Two global leaders in the fight against HIV/AIDS spoke in Westwood on Monday about a new plan combating fatal trends in underdeveloped countries.
Killing 25 million and leaving 14 million orphans in its deadly path, the global HIV/AIDS pandemic is a great health challenge facing the 21st century.
Ambassador Mark Dybul, U.S. Global AIDS coordinator, and Dr. Alex Coutinho, executive director of The AIDS Support Organization, discussed the international response to the pandemic.
At the event, sponsored by the UCLA Healthcare Collaborative and School of Public Health, the speakers presented an optimistic outlook toward the future.
Dybul spoke first, addressing the Bush administration’s newest AIDS relief program, the President’s Emergency Plan for AIDS Relief, which provides funds for HIV/AIDS prevention and treatment programs worldwide.

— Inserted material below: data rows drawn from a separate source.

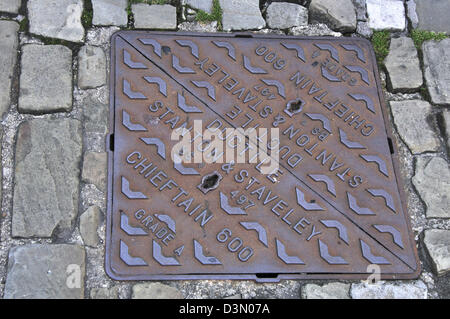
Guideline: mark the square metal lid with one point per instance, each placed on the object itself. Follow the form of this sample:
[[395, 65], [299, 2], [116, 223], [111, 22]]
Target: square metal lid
[[334, 209]]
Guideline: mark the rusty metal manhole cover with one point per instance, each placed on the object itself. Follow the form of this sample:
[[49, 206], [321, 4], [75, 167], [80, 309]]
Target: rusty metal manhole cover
[[333, 209]]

According to the U.S. Department of State, the plan “is the largest commitment ever by a nation for an international heath initiative dedicated to a single disease ““ a five-year, $15 billion, comprehensive approach to combating the disease around the world.”
The enormous scope of this new initiative has the capacity to produce a “ripple effect,” Dybul said.
HIV/AIDS prevention and education, while saving lives, also can “sustain the social fabric of a community through socio-economic factors,” he said. Through the prevention of infection and death comes the protection of families, teachers, healthy reproduction, productivity, and the economy, he said.
TASO provides care for 50,000 HIV-positive people, many of whom are using medical treatments with funds provided by PEPFAR. As the first indigenous AIDS organization in Africa, it focuses on community partnership rather than an impersonal “donor-recipient” mentality, Coutinho said.
For example, Coutinho described members of the TASO known as “drama members,” or HIV-infected workers who spread the organization’s message through song and dance.
“Barefoot doctors,” another creation of TASO, is a program where non-medical personnel on motorcycles deliver the pills personally. Not only does this ensure that the infected receive proper treatment, it provides connection and trust between TASO and the community, Coutinho said.
“There is the need to integrate the service and pills with a preventative message,” Coutinho said.
While currently providing treatment for half of the population, he hopes to increase the facilities’ capacity to reach the rest of Uganda with PEPFAR funding.
“The U.S. can learn much from the situation in Uganda,” the ambassador said. PEPFAR is an example of that influence, as it reflects a radically different approach toward the development of “partnership” than previous plans, he said.
Both speakers saw a brighter future with the implementation of PEPFAR.
“(The funds) have created the confidence to tackle the numbers,” said Coutinho.
Mark Ayling, an event organizer and foreign affairs campus coordinator, said a main goal of the event is increasing student involvement in foreign issues on campus.